Chapitre XII : Le Jour d'Après

Ce matin-là, il ne fallut pas longtemps pour que les élèves parlent tous du nouveau couple à la mode, quand ils ne relisaient pas simplement à haute voix l'article sur leur professeur et son compagnon. Harry accueillit cela avec une relative indifférence, il avait l'habitude. L'article était plutot neutre, à la différence des horreurs écrites par Rita Skeeter durant de nombreuses années.

Drago eut beaucoup plus de difficulté, notamment pour supporter les regards et les chuchotements qui emplirent la Grande Salle. C'était les mêmes qui résonnaient sur le Chemin de Traverse, au moment de l'emprisonnement de son père. Ce matin-là, il frôla même une crise de panique, mais lui et Harry se réfugièrent dans l'infirmerie avant.

-Tu vas tenir le coup ? Demanda le brun, en glissant sa main dans celle de son compagnon. Drago l'enserra avec force, comme s'il ne voulait plus jamais la lâcher.

Les deux stagiaires de Saint-Mangouste, Sélénia et Reginald sortirent de la cheminée avant que le blond ne trouve la réponse adéquate. La jeune interne fit un immense sourire en voyant les deux hommes dans la main.

-Je savais bien que vous étiez suspect tous les deux, s'amusa t-elle.

-Mademoiselle Prince, siffla Drago, en essayant de garder son sérieux devant cette réaction inattendue. Je suis votre supérieur, pas votre ami.

-Vous n'avez quand même pas l'air en pleine forme, nota Reginald. Vous n'avez pas eut des remarques désobligeantes, j'espère ?

-Quelques ricanements idiots, mais la journée n'est pas terminée. Le courrier de demain risque d'être particulier explosif, maugréa Drago, en se redressant pour retrouver sa droiture aristocratique.

-Par chance, expliqua Harry, notre directrice va fait filtrer le courrier pour tous les deux. Je vais devoir aller en cours.

Il hésita un instant, puis il se décida. Après tout, cette annonce publique avait au moins un avantage, ils n'avaient plus à camoufler leur relation. Le brun glissa un baiser furtif sur la joue de son petit ami avant de partir.

-Potter ! Fit Drago, mécaniquement. Ce n'était pas qu'il était timide, mais il préférait être à l'initiative de ce genre de provocation.

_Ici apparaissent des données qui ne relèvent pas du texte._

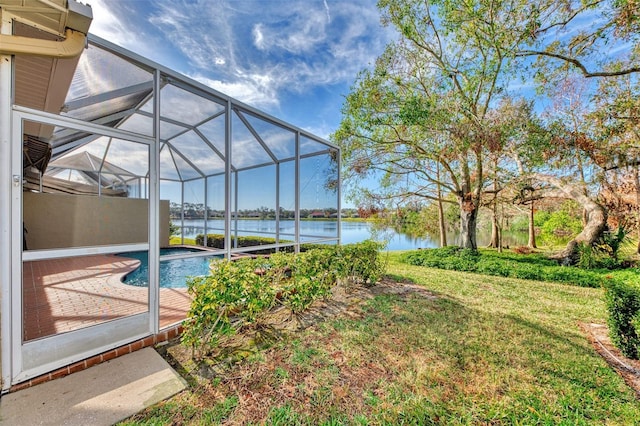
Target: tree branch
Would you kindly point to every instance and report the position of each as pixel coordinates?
(576, 63)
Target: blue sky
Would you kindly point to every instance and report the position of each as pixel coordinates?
(294, 59)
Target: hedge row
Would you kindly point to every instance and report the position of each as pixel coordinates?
(240, 293)
(529, 267)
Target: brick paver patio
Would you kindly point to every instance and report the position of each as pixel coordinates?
(61, 295)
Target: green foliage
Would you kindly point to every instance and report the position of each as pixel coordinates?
(559, 226)
(523, 266)
(623, 304)
(233, 296)
(240, 293)
(604, 253)
(173, 229)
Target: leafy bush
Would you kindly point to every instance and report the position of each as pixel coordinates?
(559, 226)
(623, 304)
(523, 266)
(239, 293)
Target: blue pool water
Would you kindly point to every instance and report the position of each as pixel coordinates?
(173, 273)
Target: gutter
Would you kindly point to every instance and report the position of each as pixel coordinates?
(71, 47)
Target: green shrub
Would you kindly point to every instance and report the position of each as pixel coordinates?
(523, 266)
(623, 304)
(231, 297)
(240, 293)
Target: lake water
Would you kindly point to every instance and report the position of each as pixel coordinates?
(351, 232)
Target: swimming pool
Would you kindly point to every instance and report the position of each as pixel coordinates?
(173, 272)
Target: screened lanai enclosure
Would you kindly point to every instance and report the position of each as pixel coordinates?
(127, 178)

Lorsque les cours commencèrent vers neuf heures du matin, le brouhaha et les murmures ne cessèrent pas. Malgré plusieurs rappels à l'ordre, les élèves de Gryffondor et de Serpentard continuaient de discuter du fameux sujet du jour. Par chance, le thème du jour était les épouvantards, et Harry décida d'ouvrir l'armoire et de libérer la créature sans prévenir les élèves. Elle se transforma tour à tour en un clown terrifiant devant Léopoldine Berthold, puis en une guêpe monstrueuse devant son camarade de Serpentard, et finalement, minute après minute, en toutes les créatures qui effrayaient les élèves, provoquant le silence et l'effroi.

Pour finir la créature s'approcha de Harry pour prendre la forme d'un détraqueur.

-Ridikulus ! Fit Harry, en transformant l'illusion de monstre en l'affublant d'une pancarte sur laquelle on pouvait lire : « Non-être au chômage ! ». L'épouventard se retira aussitôt dans son armoire, humilié.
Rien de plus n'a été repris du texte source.